Amid ongoing industry disruption, financial institutions need to embed operational resiliency into their overall strategic plan
Operational resilience is usually defined as an organisation’s ability to adapt to rapidly changing environments. This includes the resilience of systems, processes and people and more generally the organisation’s ability to continue to operate during disruptive events.
The world, and Hong Kong in particular, has seen its fair share of disruptive events in recent times. Over the past twelve months, we have seen the global spread of the novel coronavirus (COVID-19), social unrest in Hong Kong and uncontrollable wildfires in Australia, among many other significant global and regional events that have severely impacted the day-to-day lives of many people, and the “business-as-usual” operations of many organisations across sectors, including financial services. These disruptions have not been one-off short-term disruptions, but instead, significant enough to force organisations to permanently adapt their ways of working to ensure that they are able to operate under the “new normal”.

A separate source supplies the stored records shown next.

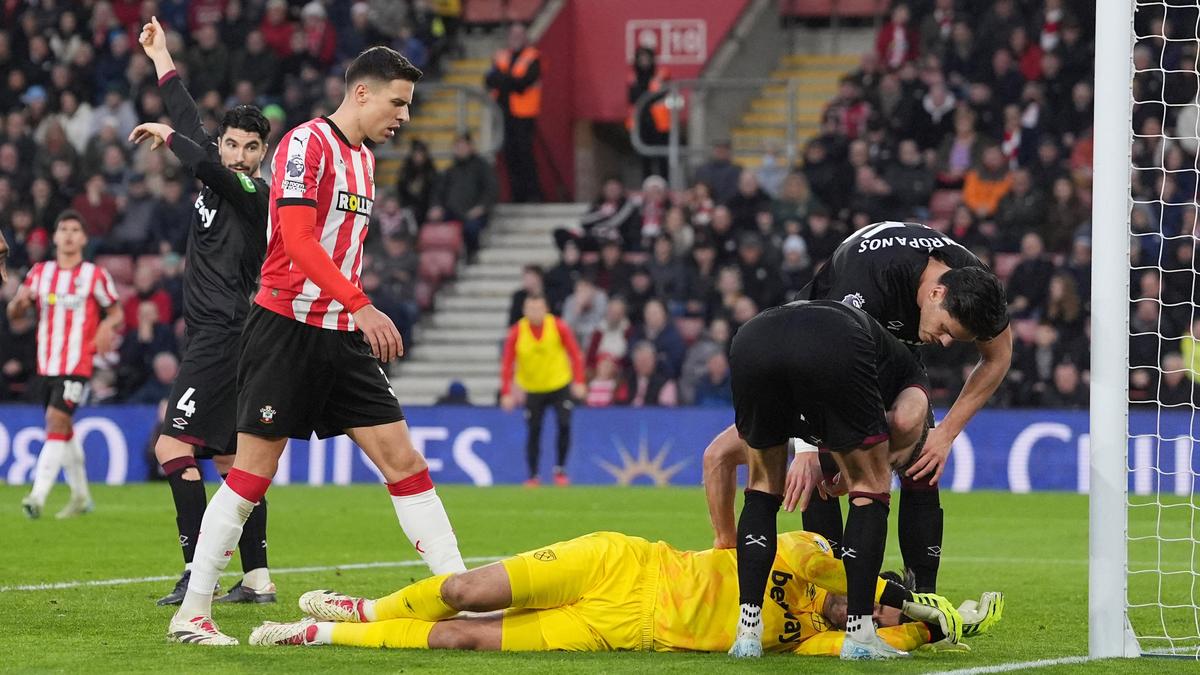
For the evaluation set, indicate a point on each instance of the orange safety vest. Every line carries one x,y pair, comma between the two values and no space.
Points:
543,365
659,112
525,103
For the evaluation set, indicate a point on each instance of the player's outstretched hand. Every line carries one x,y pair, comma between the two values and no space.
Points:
157,132
803,477
153,39
381,333
933,458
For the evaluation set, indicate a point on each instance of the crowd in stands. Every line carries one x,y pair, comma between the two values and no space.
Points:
972,117
76,83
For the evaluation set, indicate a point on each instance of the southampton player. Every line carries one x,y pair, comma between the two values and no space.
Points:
227,242
70,294
924,288
313,341
607,592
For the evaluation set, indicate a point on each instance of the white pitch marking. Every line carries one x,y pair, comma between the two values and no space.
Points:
131,580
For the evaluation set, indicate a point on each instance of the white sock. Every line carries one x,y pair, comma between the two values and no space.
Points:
257,579
49,461
73,465
750,623
425,521
861,628
220,531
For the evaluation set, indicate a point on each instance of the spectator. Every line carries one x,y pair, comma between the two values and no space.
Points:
147,287
166,368
467,191
658,329
897,42
714,389
455,395
97,207
532,284
585,309
604,384
720,174
1019,209
611,338
417,180
515,82
984,186
1029,284
647,384
910,181
748,202
715,340
654,121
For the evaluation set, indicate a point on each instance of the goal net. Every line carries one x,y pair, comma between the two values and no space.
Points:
1144,220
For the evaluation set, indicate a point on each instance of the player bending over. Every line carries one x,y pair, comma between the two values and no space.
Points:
613,592
70,296
226,245
312,344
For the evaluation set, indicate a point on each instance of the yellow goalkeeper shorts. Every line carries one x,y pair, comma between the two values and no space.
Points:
589,593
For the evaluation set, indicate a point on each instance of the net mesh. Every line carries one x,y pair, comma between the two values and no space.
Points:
1163,595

Operational resilience has always been an important area of focus for financial institutions, their regulators and supervisors. However, the discipline of resilience was in general more targeted towards specific areas of risk such as cybersecurity or outsourcing. Today, organisations and regulators are starting to take a broader view of resilience covering all risks to the provision of business services.
The magnitude of disruption the industry has experienced means that the financial services sector needs to look at operational resiliency as more than just another compliance exercise – it needs to be part of each organisation’s overall strategic plan. Companies need to move away from being reactive to begin proactively planning for not “if” but “when” circumstances change, and strongly consider that these changes may likely be permanent.